A Culture That Discourages Seeking Help
Veterinary professionals face a specific barrier to mental health care that most people outside the profession don’t realize exists. State licensing boards can require psychological evaluations as conditions of professional discipline, and findings from those evaluations can restrict or suspend a veterinarian’s ability to practice. In California, for example, the veterinary medical board’s disciplinary guidelines allow for psychiatric evaluation as a condition of probation across a range of violations. If the evaluating psychotherapist determines the veterinarian cannot practice safely, the board can immediately suspend their license until further notice.
While these provisions are technically tied to disciplinary actions rather than voluntary help-seeking, the mere existence of this framework creates a chilling effect. Veterinarians worry that any documented mental health history could surface during a licensing review or be used against them. This fear keeps people from seeking treatment, disclosing struggles to colleagues, or being honest with therapists about the severity of their symptoms. In a profession where stoicism is culturally valued and showing vulnerability can feel career-threatening, the result is a population that suffers in silence until crisis.
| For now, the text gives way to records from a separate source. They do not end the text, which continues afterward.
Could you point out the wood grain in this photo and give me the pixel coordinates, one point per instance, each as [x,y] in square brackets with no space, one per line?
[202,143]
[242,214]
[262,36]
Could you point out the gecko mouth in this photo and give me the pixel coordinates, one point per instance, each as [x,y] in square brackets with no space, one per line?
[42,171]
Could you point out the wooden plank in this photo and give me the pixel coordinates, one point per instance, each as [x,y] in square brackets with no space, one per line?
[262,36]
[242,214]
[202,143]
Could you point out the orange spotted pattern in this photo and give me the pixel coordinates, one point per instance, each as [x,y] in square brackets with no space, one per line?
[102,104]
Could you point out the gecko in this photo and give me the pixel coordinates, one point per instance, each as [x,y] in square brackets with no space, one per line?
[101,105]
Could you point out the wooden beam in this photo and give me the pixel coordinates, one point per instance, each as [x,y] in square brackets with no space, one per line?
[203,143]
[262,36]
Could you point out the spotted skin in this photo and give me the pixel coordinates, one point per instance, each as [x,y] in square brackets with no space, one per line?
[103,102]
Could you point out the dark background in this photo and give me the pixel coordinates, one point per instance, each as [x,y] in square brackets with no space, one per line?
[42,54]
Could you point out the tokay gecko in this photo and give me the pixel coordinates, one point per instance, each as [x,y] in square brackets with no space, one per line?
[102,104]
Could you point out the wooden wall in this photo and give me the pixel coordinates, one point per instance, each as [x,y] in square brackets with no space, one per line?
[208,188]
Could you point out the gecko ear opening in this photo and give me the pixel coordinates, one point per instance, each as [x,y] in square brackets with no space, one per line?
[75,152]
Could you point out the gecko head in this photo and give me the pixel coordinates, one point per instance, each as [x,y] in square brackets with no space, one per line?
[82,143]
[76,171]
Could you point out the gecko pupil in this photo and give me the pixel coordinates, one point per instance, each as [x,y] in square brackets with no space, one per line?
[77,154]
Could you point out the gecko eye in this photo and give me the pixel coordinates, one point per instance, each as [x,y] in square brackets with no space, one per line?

Why These Factors Compound
What makes veterinary suicide so difficult to address is that none of these factors exist in isolation. A veterinarian carrying $200,000 in student debt performs an economic euthanasia on a treatable animal because the owner can’t pay, then goes home to find a one-star review accusing them of being money-hungry. They consider calling a therapist but worry about their license. They have a bottle of pentobarbital in their clinic that could end everything painlessly. Each factor feeds the others, and the profession’s structure provides both the motive and the means.
The CDC has identified restricting access to pentobarbital as the single most impactful intervention, since removing it from the equation eliminates the statistical difference in suicide rates between veterinarians and everyone else. Beyond that, the profession is slowly working to normalize mental health care, reduce the stigma around seeking help, and push licensing boards to stop penalizing practitioners for having mental health histories. Progress has been incremental, and for many in the field, it hasn’t come fast enough.